Populations vulnérables
La dépression, les violences subies y compris les violences sexuelles, l'isolement social, le chômage et la précarité constituent les principaux facteurs de risque dans la conduite suicidaire. D'autres facteurs plus inattendus apparaissent dans l'étude, comme la consommation de tabac, en particulier chez les femmes, ainsi que l'abus d'alcool.
Selon l'enquête, "si le fait d'avoir un emploi est reconnu comme un facteur protecteur vis-à-vis du suicide, certaines situations professionnelles caractérisées par une exposition à des contraintes psychosociales (généralement désignées sous le terme de "stress") sont reconnues comme délétères pour la santé psychique, et pourraient constituer un élément déclencheur dans la survenue de syndromes dépressifs et/ou des conduites suicidaires".
Autre donnée, le fait d'être en prison augmente de façon significative le taux de suicide en comparaison avec la population générale. Notons que 1 % des suicides en France a lieu en prison.
"Une attention particulière doit être portée à certaines populations les plus vulnérables au risque suicidaire, comme les jeunes (pour qui le suicide est la première cause de décès), les personnes âgées, en particulier lorsqu'elles souffrent d'isolement, les personnes ayant une orientation homosexuelle ou bisexuelle, les proches de victimes de suicide, ou encore les personnes ayant déjà effectué une tentative de suicide", préconise François Beck.
À l'origine, des dépressions mal diagnostiquées ?
Les auteurs du BEH soulignent le "coût humain et social" que représentent, chaque année, 90 000 hospitalisations pour tentative de suicide, concernant 70 000 patients.
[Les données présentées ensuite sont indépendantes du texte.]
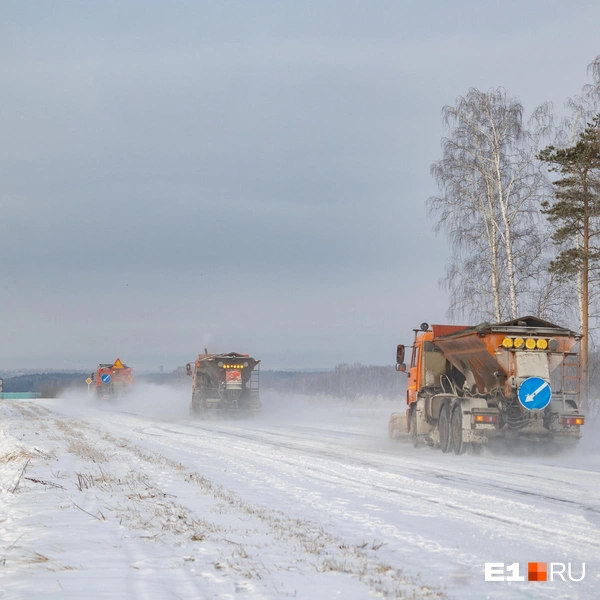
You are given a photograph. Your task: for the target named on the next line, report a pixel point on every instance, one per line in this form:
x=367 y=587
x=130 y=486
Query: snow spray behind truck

Pourtant après une tentative de suicide, l'hospitalisation est loin d'être systématique. "Aucune tentative de suicide n'est anodine, que ce soit la première ou la vingtième, toute personne ayant fait une tentative de suicide doit être évaluée en urgence par un psychiatre. Mais nous n'hospitalisons le suicidant que lorsque nous jugeons le risque de récidive élevé, parfois cela doit se faire sans son consentement, avec celui de sa famille ou d'un tiers", indique le Dr Adeline Gaillard, chef de clinique de l'hôpital Sainte-Anne. "L'équipe médicale aborde le suicide lui-même pour voir si le suicidant ébauche une critique de son acte, une satisfaction d'être encore en vie et s'il a compris la gravité de son acte. Et lorsque le suicidant n'est pas hospitalisé, cela ne signifie pas qu'il est laissé livré à lui-même, nous rencontrons ses proches et nous mettons en place un suivi avec des rendez-vous de contrôle", insiste le Dr Adeline Gaillard.
Mais le problème se situerait en amont. "En France, on ne soigne pas bien la dépression. Beaucoup de médecins généralistes n'ont pas le temps ou n'osent pas demander à leurs patients s'ils ont des idées noires ou des idées suicidaires, déplore le Dr Adeline Gaillard. La moitié des dépressions ne sont pas diagnostiquées, et lorsque ces dépressions sont diagnostiquées, la moitié n'est pas correctement traitée". Or, plus tôt elle est prise en charge, mieux la dépression pourra être traitée et éradiquée. "Nous ne voulons pas seulement que le patient aille mieux. Pour considérer qu'un patient est guéri de la dépression, nous devons faire en sorte qu'il retourne à l'état antérieur à la dépression."
Bien que le nombre de décès par suicide continue de diminuer de façon régulière depuis plus de dix ans, le taux de mortalité par suicide en France (16 pour 100 000 habitants) reste encore l'un des plus élevés de l'Union européenne. Un taux deux fois plus élevé que celui de l'Espagne ou du Royaume-Uni.